This is hardly surprising, because after all when you come back from the point of near suffocation, you swallow fresh air with particular gusto to fill your lungs.
I am sure quite a number of people stretched and possibly burst their wallets as they went on a delirious spending spree up there over the weekend whilst chanting ‘Kwahu oh Kwahu!’
After descending from the cloud nine that the ridge no doubt is, reality will hit them when the adrenaline levels have settled down in Accra or elsewhere and there are financial commitments to meet.
But what is life if you cannot dangle over the precipice every now and then and let your head down?

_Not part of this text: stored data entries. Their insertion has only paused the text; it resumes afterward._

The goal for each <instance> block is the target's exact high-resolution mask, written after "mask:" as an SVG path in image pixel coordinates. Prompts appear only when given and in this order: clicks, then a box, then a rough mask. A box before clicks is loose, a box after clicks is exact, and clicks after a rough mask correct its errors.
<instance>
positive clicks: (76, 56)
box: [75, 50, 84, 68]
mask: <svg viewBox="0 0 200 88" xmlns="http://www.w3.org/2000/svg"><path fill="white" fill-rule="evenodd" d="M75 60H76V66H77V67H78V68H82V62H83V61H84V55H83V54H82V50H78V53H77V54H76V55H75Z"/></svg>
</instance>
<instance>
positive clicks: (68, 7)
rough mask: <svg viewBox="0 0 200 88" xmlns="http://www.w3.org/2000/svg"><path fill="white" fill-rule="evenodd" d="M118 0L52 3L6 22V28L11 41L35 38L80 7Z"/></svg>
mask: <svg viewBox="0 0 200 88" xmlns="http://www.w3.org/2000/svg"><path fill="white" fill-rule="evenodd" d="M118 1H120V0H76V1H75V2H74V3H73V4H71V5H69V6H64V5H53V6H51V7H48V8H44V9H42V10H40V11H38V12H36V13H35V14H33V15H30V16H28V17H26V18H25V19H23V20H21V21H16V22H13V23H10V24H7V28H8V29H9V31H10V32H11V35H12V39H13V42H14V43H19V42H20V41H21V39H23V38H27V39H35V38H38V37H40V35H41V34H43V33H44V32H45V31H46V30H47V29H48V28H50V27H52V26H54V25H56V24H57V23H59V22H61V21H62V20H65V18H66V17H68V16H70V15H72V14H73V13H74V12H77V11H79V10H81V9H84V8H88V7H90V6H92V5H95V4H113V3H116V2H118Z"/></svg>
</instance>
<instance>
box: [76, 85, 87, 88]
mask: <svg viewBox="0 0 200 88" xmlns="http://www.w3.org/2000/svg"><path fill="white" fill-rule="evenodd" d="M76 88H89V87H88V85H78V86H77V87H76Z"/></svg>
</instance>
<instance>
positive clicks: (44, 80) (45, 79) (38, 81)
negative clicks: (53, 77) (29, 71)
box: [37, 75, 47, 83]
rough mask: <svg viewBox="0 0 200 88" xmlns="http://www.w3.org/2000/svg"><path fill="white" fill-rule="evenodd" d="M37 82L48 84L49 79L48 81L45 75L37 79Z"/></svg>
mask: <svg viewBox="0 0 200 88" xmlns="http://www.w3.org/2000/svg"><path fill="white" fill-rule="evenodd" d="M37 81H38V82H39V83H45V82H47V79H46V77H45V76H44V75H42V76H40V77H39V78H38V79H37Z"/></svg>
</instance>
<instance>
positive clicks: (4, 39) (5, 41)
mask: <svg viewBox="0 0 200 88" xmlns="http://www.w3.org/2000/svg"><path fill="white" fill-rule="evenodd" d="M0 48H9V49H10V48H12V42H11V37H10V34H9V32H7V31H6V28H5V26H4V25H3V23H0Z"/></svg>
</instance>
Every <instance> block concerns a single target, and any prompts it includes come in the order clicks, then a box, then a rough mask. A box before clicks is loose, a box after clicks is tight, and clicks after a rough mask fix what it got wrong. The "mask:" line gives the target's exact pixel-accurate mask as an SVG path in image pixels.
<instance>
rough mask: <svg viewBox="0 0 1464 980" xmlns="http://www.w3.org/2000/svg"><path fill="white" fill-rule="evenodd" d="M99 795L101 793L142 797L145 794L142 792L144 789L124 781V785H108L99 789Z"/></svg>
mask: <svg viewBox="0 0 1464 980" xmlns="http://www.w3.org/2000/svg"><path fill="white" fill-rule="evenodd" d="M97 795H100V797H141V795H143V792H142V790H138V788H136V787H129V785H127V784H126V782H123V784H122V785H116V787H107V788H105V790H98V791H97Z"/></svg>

After all, Christ rises from the dead only once a year.
Branding, my dreams
Clearly, Kwahu Easter has been branded in a most impressive manner and I have no doubt in my mind that it will continue to grow and draw crowds from across the country.
Gradually, Takoradi is also establishing itself as the place to be during the Christmas festivities as the masquerade procession gains roots there.
I would love to see various hubs spring up in this country associated with particular events or occasions, replicating the Kwahu Easter success story and I am aware the Ghana Toursim Authority, under the leadership of my friend and school mate Akwasi Agyeman, is in the process of implementing such strategies, with the next target being the Akwasidae Festival in Kumasi.
I have never visited the mountains for Easter, the allure and my annual promises to myself notwithstanding.
But one of these fine Easters, I will haul myself up the mountain, find my way to the paragliding venue and allow myself to be strapped into one of those contraptions that will enable me to float in the Kwahu atmosphere, gliding effortlessly and dreamily.
I am sure the straps are sturdy enough to contain my ample girth. So help me God.